In general, the random_state parameter is responsible for reproducibility across multiple re-runs and can be set to any arbitrary value. Here, we set it to 42, and, in this case, random_state controls the dataset shuffling.

Visualizing the train set

Now, let's visualize the train set using matplotlib. We perform the visualization to pick the number of clusters, which will be used in initializing the k-means model later on.

import matplotlib.pyplot as plt
plt.scatter(X_train[:, 0], X_train[:, 1], c=y_train, cmap=plt.cm.tab20b)
plt.xlabel("Petal length")
plt.ylabel("Petal width")
plt.show()

Here is the output:

From the manual inspection of the train set, we can see that there are 3 different clusters representing each of setosa, versicolor, and virginica. As mentioned earlier, we will use the observed number of clusters for instantiating the k-means model.

Training the k-means model

Now, we will use the scikit-learn library to create a k-means model with 3 clusters. This algorithm will then be fitted using the train set. K-means is an unsupervised machine learning algorithm, so we won't need to pass the actual output or 'y' values to train the model.

from sklearn.cluster import KMeans

kmeans = KMeans(n_clusters=3, random_state=0)
kmeans.fit(X_train)

Once again, we set random_state to 0 for reproducibility. Some other important parameters that can be passed to k-means are:

algorithm: K-means algorithm to use. The default one is "lloyd".
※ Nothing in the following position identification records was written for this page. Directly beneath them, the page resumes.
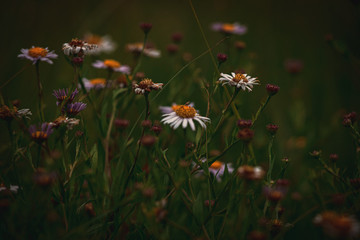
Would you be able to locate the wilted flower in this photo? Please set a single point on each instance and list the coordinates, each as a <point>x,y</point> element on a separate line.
<point>184,115</point>
<point>149,51</point>
<point>78,48</point>
<point>104,43</point>
<point>250,173</point>
<point>94,83</point>
<point>239,80</point>
<point>63,94</point>
<point>146,86</point>
<point>36,54</point>
<point>228,28</point>
<point>338,226</point>
<point>40,134</point>
<point>74,108</point>
<point>112,65</point>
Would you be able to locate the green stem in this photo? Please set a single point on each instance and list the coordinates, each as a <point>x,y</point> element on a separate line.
<point>41,104</point>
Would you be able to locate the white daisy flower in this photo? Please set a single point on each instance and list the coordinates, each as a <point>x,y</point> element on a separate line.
<point>239,80</point>
<point>36,54</point>
<point>112,65</point>
<point>105,43</point>
<point>146,86</point>
<point>168,109</point>
<point>184,115</point>
<point>78,48</point>
<point>148,50</point>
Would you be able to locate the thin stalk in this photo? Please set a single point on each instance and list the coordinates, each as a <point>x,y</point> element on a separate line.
<point>40,94</point>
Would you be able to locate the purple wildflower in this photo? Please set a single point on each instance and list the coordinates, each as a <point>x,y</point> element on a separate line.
<point>74,108</point>
<point>41,133</point>
<point>36,54</point>
<point>63,94</point>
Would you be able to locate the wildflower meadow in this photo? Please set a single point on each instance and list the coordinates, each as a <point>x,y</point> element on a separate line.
<point>180,120</point>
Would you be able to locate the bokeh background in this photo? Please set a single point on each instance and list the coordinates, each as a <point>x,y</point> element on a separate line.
<point>323,35</point>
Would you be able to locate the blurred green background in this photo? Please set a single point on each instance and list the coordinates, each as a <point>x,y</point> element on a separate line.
<point>308,108</point>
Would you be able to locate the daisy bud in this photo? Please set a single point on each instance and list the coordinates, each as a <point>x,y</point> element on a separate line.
<point>172,49</point>
<point>334,157</point>
<point>272,128</point>
<point>78,61</point>
<point>240,45</point>
<point>148,140</point>
<point>221,57</point>
<point>245,134</point>
<point>89,208</point>
<point>121,123</point>
<point>272,89</point>
<point>146,27</point>
<point>156,129</point>
<point>242,123</point>
<point>177,37</point>
<point>146,124</point>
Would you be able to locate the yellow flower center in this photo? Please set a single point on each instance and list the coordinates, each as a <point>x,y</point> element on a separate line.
<point>98,81</point>
<point>39,135</point>
<point>145,83</point>
<point>216,165</point>
<point>228,27</point>
<point>175,107</point>
<point>185,111</point>
<point>238,77</point>
<point>37,52</point>
<point>93,39</point>
<point>112,63</point>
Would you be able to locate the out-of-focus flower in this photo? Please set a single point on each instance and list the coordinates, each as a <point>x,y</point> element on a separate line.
<point>146,27</point>
<point>239,80</point>
<point>74,108</point>
<point>221,57</point>
<point>36,54</point>
<point>174,106</point>
<point>112,65</point>
<point>41,133</point>
<point>250,173</point>
<point>25,112</point>
<point>245,134</point>
<point>12,188</point>
<point>272,128</point>
<point>104,43</point>
<point>121,123</point>
<point>78,48</point>
<point>272,89</point>
<point>8,114</point>
<point>243,123</point>
<point>68,122</point>
<point>146,86</point>
<point>94,83</point>
<point>294,66</point>
<point>177,37</point>
<point>228,28</point>
<point>184,115</point>
<point>63,95</point>
<point>149,51</point>
<point>338,226</point>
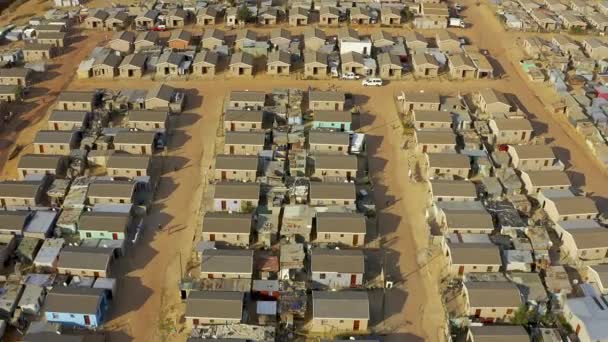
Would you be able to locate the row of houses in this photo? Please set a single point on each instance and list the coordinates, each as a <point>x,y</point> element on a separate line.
<point>77,207</point>
<point>317,231</point>
<point>489,183</point>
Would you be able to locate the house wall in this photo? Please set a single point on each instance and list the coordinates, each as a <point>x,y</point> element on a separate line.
<point>64,125</point>
<point>238,175</point>
<point>241,126</point>
<point>234,71</point>
<point>109,200</point>
<point>320,173</point>
<point>152,126</point>
<point>27,172</point>
<point>327,105</point>
<point>204,71</point>
<point>225,275</point>
<point>341,238</point>
<point>449,173</point>
<point>435,148</point>
<point>329,201</point>
<point>121,45</point>
<point>274,70</point>
<point>62,149</point>
<point>493,313</point>
<point>329,148</point>
<point>336,280</point>
<point>309,72</point>
<point>124,72</point>
<point>135,148</point>
<point>82,272</point>
<point>243,149</point>
<point>95,234</point>
<point>227,238</point>
<point>68,105</point>
<point>462,269</point>
<point>337,325</point>
<point>202,321</point>
<point>129,173</point>
<point>234,205</point>
<point>334,125</point>
<point>33,56</point>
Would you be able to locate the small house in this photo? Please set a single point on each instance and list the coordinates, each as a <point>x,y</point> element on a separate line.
<point>236,197</point>
<point>213,307</point>
<point>128,165</point>
<point>76,306</point>
<point>227,263</point>
<point>331,193</point>
<point>227,228</point>
<point>336,269</point>
<point>56,142</point>
<point>347,229</point>
<point>135,142</point>
<point>244,143</point>
<point>85,261</point>
<point>340,311</point>
<point>231,167</point>
<point>241,65</point>
<point>315,65</point>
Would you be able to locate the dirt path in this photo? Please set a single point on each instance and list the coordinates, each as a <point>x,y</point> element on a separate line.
<point>583,168</point>
<point>31,115</point>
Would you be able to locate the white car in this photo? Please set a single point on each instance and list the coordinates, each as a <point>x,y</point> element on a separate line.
<point>349,76</point>
<point>372,82</point>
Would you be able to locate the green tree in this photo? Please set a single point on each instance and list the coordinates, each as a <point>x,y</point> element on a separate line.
<point>244,14</point>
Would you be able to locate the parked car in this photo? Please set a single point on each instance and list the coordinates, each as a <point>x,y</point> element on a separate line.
<point>349,76</point>
<point>372,82</point>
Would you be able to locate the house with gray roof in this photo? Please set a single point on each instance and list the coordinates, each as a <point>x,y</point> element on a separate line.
<point>85,261</point>
<point>213,307</point>
<point>340,311</point>
<point>111,192</point>
<point>226,263</point>
<point>67,120</point>
<point>128,165</point>
<point>336,268</point>
<point>56,142</point>
<point>41,164</point>
<point>227,228</point>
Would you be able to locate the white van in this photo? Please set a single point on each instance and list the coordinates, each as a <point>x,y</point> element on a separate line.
<point>372,82</point>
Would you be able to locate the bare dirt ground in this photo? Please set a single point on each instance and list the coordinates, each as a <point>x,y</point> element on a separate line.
<point>31,115</point>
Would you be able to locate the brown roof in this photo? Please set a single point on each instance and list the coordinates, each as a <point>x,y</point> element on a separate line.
<point>493,294</point>
<point>475,254</point>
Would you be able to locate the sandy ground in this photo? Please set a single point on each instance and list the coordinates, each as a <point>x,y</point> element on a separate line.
<point>148,301</point>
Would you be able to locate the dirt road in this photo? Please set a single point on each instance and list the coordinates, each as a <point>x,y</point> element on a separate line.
<point>31,115</point>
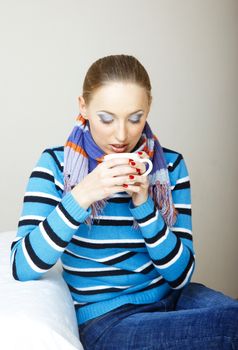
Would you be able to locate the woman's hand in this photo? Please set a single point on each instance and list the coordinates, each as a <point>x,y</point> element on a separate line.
<point>139,181</point>
<point>106,179</point>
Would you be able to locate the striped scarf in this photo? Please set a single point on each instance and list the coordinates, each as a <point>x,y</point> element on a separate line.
<point>82,155</point>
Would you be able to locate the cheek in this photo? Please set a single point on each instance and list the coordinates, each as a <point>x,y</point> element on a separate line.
<point>99,131</point>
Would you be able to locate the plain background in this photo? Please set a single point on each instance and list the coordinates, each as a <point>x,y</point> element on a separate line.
<point>190,50</point>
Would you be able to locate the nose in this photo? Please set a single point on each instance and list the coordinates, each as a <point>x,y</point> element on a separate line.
<point>121,133</point>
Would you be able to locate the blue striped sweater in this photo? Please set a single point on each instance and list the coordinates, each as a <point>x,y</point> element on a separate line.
<point>112,263</point>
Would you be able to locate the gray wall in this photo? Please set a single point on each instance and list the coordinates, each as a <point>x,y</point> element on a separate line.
<point>189,48</point>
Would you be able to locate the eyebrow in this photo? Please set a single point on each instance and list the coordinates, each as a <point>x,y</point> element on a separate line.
<point>140,110</point>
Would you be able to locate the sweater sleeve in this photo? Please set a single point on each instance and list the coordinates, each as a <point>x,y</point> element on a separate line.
<point>47,223</point>
<point>170,248</point>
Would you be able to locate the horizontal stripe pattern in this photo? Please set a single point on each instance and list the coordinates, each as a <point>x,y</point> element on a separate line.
<point>113,259</point>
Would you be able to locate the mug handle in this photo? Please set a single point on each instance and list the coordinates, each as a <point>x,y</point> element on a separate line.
<point>150,165</point>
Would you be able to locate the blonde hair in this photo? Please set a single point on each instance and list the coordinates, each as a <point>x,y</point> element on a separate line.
<point>115,68</point>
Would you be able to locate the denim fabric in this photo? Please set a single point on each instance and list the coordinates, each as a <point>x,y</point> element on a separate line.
<point>196,317</point>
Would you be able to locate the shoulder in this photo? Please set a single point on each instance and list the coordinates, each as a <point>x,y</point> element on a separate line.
<point>176,165</point>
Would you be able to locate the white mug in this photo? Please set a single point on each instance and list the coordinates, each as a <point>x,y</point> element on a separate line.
<point>133,156</point>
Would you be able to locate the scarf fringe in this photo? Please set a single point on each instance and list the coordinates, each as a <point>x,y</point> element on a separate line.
<point>161,195</point>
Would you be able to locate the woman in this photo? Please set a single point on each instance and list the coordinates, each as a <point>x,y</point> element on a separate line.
<point>125,240</point>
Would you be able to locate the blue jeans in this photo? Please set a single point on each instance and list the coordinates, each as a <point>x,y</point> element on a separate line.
<point>196,317</point>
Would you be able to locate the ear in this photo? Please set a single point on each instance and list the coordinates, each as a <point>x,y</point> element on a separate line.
<point>82,107</point>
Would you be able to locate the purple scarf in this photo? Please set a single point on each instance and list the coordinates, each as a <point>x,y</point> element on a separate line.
<point>82,155</point>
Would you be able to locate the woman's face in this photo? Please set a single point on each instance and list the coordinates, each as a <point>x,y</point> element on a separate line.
<point>117,114</point>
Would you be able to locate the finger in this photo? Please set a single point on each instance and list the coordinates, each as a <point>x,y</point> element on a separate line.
<point>115,162</point>
<point>122,171</point>
<point>129,188</point>
<point>139,166</point>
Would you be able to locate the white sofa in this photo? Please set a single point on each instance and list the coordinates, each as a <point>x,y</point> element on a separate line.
<point>38,314</point>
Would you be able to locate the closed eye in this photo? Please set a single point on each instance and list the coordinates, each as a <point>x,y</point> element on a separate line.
<point>107,119</point>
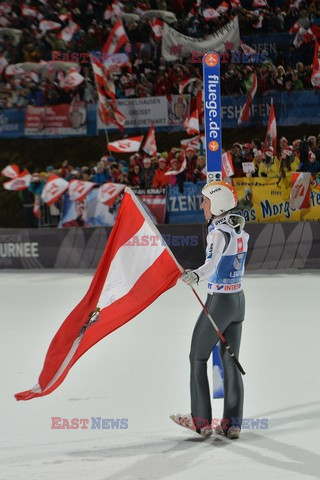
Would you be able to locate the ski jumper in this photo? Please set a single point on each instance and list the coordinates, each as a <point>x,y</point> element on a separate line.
<point>224,267</point>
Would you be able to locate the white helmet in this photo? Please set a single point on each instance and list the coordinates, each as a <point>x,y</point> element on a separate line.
<point>222,195</point>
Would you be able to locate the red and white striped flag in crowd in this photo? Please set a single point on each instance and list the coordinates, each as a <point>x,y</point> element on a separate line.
<point>210,14</point>
<point>295,28</point>
<point>113,10</point>
<point>271,137</point>
<point>227,165</point>
<point>47,25</point>
<point>183,166</point>
<point>191,123</point>
<point>72,80</point>
<point>185,83</point>
<point>79,189</point>
<point>259,22</point>
<point>150,146</point>
<point>36,206</point>
<point>67,33</point>
<point>300,190</point>
<point>126,145</point>
<point>193,143</point>
<point>117,38</point>
<point>21,182</point>
<point>157,29</point>
<point>128,279</point>
<point>260,4</point>
<point>223,7</point>
<point>245,111</point>
<point>54,189</point>
<point>315,75</point>
<point>3,62</point>
<point>299,38</point>
<point>28,11</point>
<point>247,49</point>
<point>10,171</point>
<point>109,192</point>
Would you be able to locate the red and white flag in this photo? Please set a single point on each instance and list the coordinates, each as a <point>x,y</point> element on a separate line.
<point>295,28</point>
<point>117,38</point>
<point>21,182</point>
<point>191,124</point>
<point>72,80</point>
<point>67,33</point>
<point>47,25</point>
<point>271,138</point>
<point>300,190</point>
<point>79,189</point>
<point>194,143</point>
<point>183,166</point>
<point>210,14</point>
<point>157,29</point>
<point>315,75</point>
<point>10,171</point>
<point>150,146</point>
<point>260,4</point>
<point>185,83</point>
<point>113,10</point>
<point>247,49</point>
<point>227,165</point>
<point>3,62</point>
<point>223,7</point>
<point>28,11</point>
<point>126,145</point>
<point>54,189</point>
<point>116,294</point>
<point>109,192</point>
<point>245,111</point>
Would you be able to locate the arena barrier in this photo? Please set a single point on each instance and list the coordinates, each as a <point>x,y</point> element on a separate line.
<point>271,246</point>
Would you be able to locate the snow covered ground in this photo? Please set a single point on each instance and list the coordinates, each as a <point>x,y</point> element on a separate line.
<point>141,372</point>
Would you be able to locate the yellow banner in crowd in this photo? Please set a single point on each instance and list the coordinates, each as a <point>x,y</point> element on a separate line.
<point>267,200</point>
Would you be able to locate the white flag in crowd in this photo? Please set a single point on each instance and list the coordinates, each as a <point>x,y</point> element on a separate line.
<point>157,29</point>
<point>21,182</point>
<point>176,46</point>
<point>54,189</point>
<point>67,33</point>
<point>150,146</point>
<point>47,25</point>
<point>126,145</point>
<point>271,138</point>
<point>315,76</point>
<point>245,111</point>
<point>300,190</point>
<point>79,189</point>
<point>117,38</point>
<point>109,192</point>
<point>227,165</point>
<point>194,142</point>
<point>210,14</point>
<point>10,171</point>
<point>191,124</point>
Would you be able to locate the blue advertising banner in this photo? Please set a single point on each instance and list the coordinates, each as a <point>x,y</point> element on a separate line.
<point>212,114</point>
<point>185,207</point>
<point>12,123</point>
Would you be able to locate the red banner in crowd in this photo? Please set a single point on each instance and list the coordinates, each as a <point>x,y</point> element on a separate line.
<point>64,119</point>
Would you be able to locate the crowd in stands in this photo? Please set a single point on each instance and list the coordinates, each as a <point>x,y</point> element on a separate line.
<point>150,75</point>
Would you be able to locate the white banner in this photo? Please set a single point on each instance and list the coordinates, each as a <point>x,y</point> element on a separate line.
<point>161,111</point>
<point>176,46</point>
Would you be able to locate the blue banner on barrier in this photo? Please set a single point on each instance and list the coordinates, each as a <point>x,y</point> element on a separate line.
<point>185,207</point>
<point>12,123</point>
<point>212,115</point>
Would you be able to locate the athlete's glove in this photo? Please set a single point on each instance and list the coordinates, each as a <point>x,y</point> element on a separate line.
<point>190,277</point>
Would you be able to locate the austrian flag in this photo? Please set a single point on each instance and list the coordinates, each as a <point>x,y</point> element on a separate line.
<point>128,279</point>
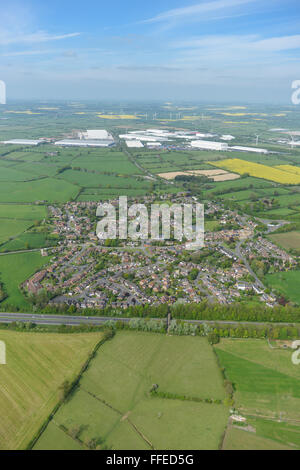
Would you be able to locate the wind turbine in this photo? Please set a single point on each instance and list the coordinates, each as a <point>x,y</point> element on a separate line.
<point>292,140</point>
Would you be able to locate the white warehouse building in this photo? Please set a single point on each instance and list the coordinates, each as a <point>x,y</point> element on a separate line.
<point>84,143</point>
<point>95,134</point>
<point>249,149</point>
<point>209,145</point>
<point>134,144</point>
<point>23,142</point>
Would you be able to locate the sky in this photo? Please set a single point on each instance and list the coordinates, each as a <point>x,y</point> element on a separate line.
<point>204,51</point>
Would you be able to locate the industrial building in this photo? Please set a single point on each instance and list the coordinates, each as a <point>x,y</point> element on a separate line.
<point>84,143</point>
<point>134,144</point>
<point>249,149</point>
<point>23,142</point>
<point>95,134</point>
<point>227,137</point>
<point>209,145</point>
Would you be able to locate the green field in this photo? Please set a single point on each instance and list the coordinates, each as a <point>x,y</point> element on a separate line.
<point>14,270</point>
<point>12,228</point>
<point>48,189</point>
<point>266,381</point>
<point>37,365</point>
<point>22,211</point>
<point>239,439</point>
<point>113,405</point>
<point>288,240</point>
<point>287,283</point>
<point>28,241</point>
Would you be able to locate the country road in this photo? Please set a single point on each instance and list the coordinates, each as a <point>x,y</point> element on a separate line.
<point>73,320</point>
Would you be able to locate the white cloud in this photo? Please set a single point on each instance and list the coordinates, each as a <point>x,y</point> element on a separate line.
<point>6,38</point>
<point>197,10</point>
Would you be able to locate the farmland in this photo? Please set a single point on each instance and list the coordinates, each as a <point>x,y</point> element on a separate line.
<point>15,219</point>
<point>113,405</point>
<point>286,283</point>
<point>259,171</point>
<point>288,240</point>
<point>15,269</point>
<point>37,365</point>
<point>266,381</point>
<point>266,387</point>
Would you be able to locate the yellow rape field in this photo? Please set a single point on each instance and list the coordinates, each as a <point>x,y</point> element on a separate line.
<point>290,168</point>
<point>259,171</point>
<point>117,116</point>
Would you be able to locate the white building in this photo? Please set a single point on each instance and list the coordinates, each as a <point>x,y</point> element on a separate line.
<point>134,144</point>
<point>209,145</point>
<point>153,144</point>
<point>84,143</point>
<point>95,134</point>
<point>23,142</point>
<point>249,149</point>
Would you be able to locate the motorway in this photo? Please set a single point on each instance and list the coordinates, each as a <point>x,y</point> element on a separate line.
<point>72,320</point>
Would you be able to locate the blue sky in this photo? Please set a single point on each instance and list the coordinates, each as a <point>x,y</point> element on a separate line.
<point>209,50</point>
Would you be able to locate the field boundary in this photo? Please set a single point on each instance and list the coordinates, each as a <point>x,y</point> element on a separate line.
<point>108,335</point>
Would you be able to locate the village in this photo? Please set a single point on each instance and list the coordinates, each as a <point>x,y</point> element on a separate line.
<point>86,272</point>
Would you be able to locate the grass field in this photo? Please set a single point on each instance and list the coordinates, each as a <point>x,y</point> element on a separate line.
<point>259,171</point>
<point>238,439</point>
<point>28,240</point>
<point>266,381</point>
<point>22,211</point>
<point>113,404</point>
<point>37,365</point>
<point>12,227</point>
<point>287,283</point>
<point>48,189</point>
<point>288,240</point>
<point>14,270</point>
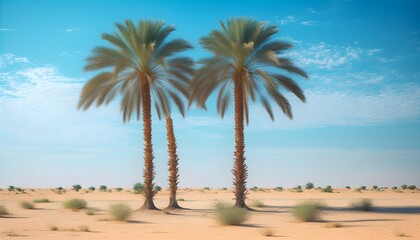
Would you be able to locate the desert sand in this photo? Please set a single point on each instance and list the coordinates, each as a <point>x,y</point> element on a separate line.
<point>396,214</point>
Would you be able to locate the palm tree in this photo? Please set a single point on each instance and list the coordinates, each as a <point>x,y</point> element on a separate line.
<point>139,65</point>
<point>245,54</point>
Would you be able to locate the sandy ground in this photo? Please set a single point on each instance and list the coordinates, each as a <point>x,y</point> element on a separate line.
<point>395,214</point>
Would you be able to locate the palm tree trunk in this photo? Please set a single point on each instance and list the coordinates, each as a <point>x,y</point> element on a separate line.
<point>148,172</point>
<point>240,171</point>
<point>172,164</point>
tol: Relative tolerance with regards to Frobenius norm of the difference in the cluster centers of two consecutive iterations to declare convergence. 0.0001 is the default.

n_init: The number of times the algorithm will run with different seeds.

Similarly, once you fit the model, you can access the following attributes using the trained model:

cluster_centers_ : Coordinates of cluster centers.
labels_ : Labels of each point.
n_features_in_ : Number of features seen during the training/fitting process.

These attributes can be accessed just like any attributes of the python object:  
kmeans.n_features_in_, kmeans.labels_, etc.

We can now use the model to classify the test data into respective clusters.

test_labels = kmeans.predict(X_test)

Finally, let's plot the output predictions of our model on the test set.

plt.scatter(X_test[:, 0], X_test[:, 1], c=test_labels, cmap=plt.cm.tab20b)
plt.xlabel("Petal length")
plt.ylabel("Petal width")
plt.show()

Here is the output:

If you carefully look at the output above, you will find that the orange and pink clusters have been interchanged. In the train set, the cluster in the middle is colored orange, but, in the predicted output, the cluster in the top right is orange. Since k-means is an unsupervised algorithm, it may not label the clusters exactly as specified in the train set. Nevertheless, it does a good job of separating the data items into appropriate clusters. The label names can always be reassigned.

Conclusion

Here is what you have learned in this topic:

• K-means is an unsupervised machine learning algorithm that can be used to cluster data into 'k' different groups.

• K-means doesn't require explicit labels to perform clustering.

• We can perform data visualization with matplotlib to identify the number of clusters required.

• The KMeans class in sklearn.cluster can be used to instantiate a k-means algorithm with the required number of clusters.

• Just like any other algorithm in sklearn, we can use the fit() method to train the model and the predict() method to generate predictions using the model.